Выбрать главу

Еще американская революция показала: демократия и независимость теснейшим образом связаны между собой. Суть демократии в том, что судьбу страны решают только сами ее граждане. И Международный валютный фонд, диктовавший российскую экономическую политику, имел на это не больше прав, нежели вестминстерский парламент на то, чтобы устанавливать налоги для не избиравших его колонистов Новой Англии.

Насколько в таком случае патриотична была «оппозиция» 1990-х гг.? Ее антидемократизм заставляет усомниться и в ее патриотизме. Да, деятели, называвшие себя патриотами, постоянно кричали о великом прошлом, не желая ни понять его, ни даже изучить. Ведь прошлое не может быть только великим, и корни позорного настоящего надо искать именно там. А за разговорами о национальных интересах скрывалась полная неспособность сформулировать, в чем они состоят.

На самом деле все действующие политические группировки именно потому склонны были говорить об «общенациональном», что еще не доросли до «классового» (в марксовом или веберовском смысле — неважно). Они выражали интересы очень узких групп, настолько узких, что говорить от их имени оказывалось как-то неприлично. В лучшем случае у партий формировалась своя клиентела, в худшем ее социальную базу составляли несколько состоятельных спонсоров. А поскольку спонсоры у всех разные, неудивительно, что понимание общенационального интереса получалось у каждого свое.

«Классовый подход» для пропитанных провинциальным национализмом лидеров официальной коммунистической оппозиции оказывался таким же «табу», как и для самых крайних либералов-западников. Одни не решались открыто сказать, что опираются только на группу новых русских, разбогатевших на грабеже собственной страны. Другие не готовы были публично признаться, что им совершенно безразличен рабочий класс.

Нежелание честно говорить о своих социальных позициях проще всего маскировать национальным интересом. Но в начале 1990-х гг. либералы роковым образом упустили шанс изобразить себя его поборниками. Многочисленным правым партиям, формировавшимся на протяжении того десятилетия, неизменно недоставало консервативно-патриотического начала, которое великолепно умели обыгрывать западные правые — от Маргарет Тэтчер, Гельмута Коля и Рональда Рейгана до Джорджа Буша-младшего.

На противников революции Петра Столыпина и графа Уварова должен был бы ссылаться идеолог неолибералов Егор Гайдар, а вместо этого имена царских сановников то и дело звучали в речах коммунистического лидера Геннадия Зюганова.

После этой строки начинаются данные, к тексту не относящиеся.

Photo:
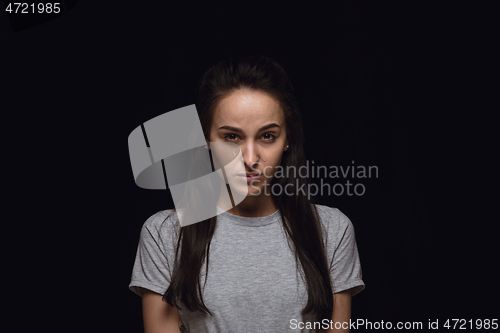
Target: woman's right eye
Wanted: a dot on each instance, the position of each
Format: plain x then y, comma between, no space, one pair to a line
231,137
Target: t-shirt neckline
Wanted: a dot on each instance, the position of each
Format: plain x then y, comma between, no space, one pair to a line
248,221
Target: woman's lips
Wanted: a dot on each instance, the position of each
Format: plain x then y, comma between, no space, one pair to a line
249,177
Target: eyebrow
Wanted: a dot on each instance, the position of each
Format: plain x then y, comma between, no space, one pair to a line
239,130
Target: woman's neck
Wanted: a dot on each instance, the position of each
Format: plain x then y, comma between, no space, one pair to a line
257,206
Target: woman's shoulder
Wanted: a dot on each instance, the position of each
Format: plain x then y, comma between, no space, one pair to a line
332,218
164,221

Из всего сказанного легко сделать дидактический вывод, что так называемым «патриотам», чтобы соответствовать своему названию, надо было стать настоящими демократами, а так называемым «демократам» — наоборот, патриотами. Коммунистам же не мешало бы хоть на время сделаться коммунистами, перестав быть просто «членами партии». Но перед нами проблема гораздо более глубокая, нежели просто неправильное понимание слов или поверхностно усвоенные западные теории (будь то марксизм, монетаризм или национализм). Яростно споря о непонятных словах, идеологи эпохи реакции, независимо от оттенков, дружно призывали страну продолжать идти по пути периферийного развития.

ОБРАЗОВАНИЕ КАК ПОДРЫВНАЯ СИЛА

Интеллигенты старшего поколения, глядя на выпускников постсоветских школ, возмущались упадком грамотности и распространением невежества. Но если посмотреть на общество, в котором предстояло жить молодым людям, вывод нужно было бы сделать как раз обратный. Для общества, какое сложилось в России конца 1990-х гг., уровень образования у населения как раз оказался избыточным. Если большинству предстоит копаться в грязи, а меньшинству — «считать бабки», зачем нужны все эти программы по географии, истории, литературе? Зачем нужна компьютерная грамотность, если никакой массовой компьютеризации не будет? Даже в Соединенных Штатах примерно треть населения в эпоху неолиберализма оказалась лишена доступа к компьютерам. О чем же говорить в России? Хорошее, универсальное образование необходимо узкому слою на самом верху, входящему, кстати, в «глобальную элиту», а потому мало связанному со специфически русской культурой. Элита с середины 1990-х гг. учила своих детей на Западе — и это было логично, ибо им предстояло не столько править Россией, сколько управлять потоками интернационального капитала. В то же время небольшая прослойка элитной интеллигенции гарантированно сохраняла свои позиции вне зависимости от того, до какой степени деградирует массовое общество. Более того, позиции образованной элиты даже укреплялись. Как отмечал Александр Тарасов, чем меньше образованных людей, тем меньше конкуренция.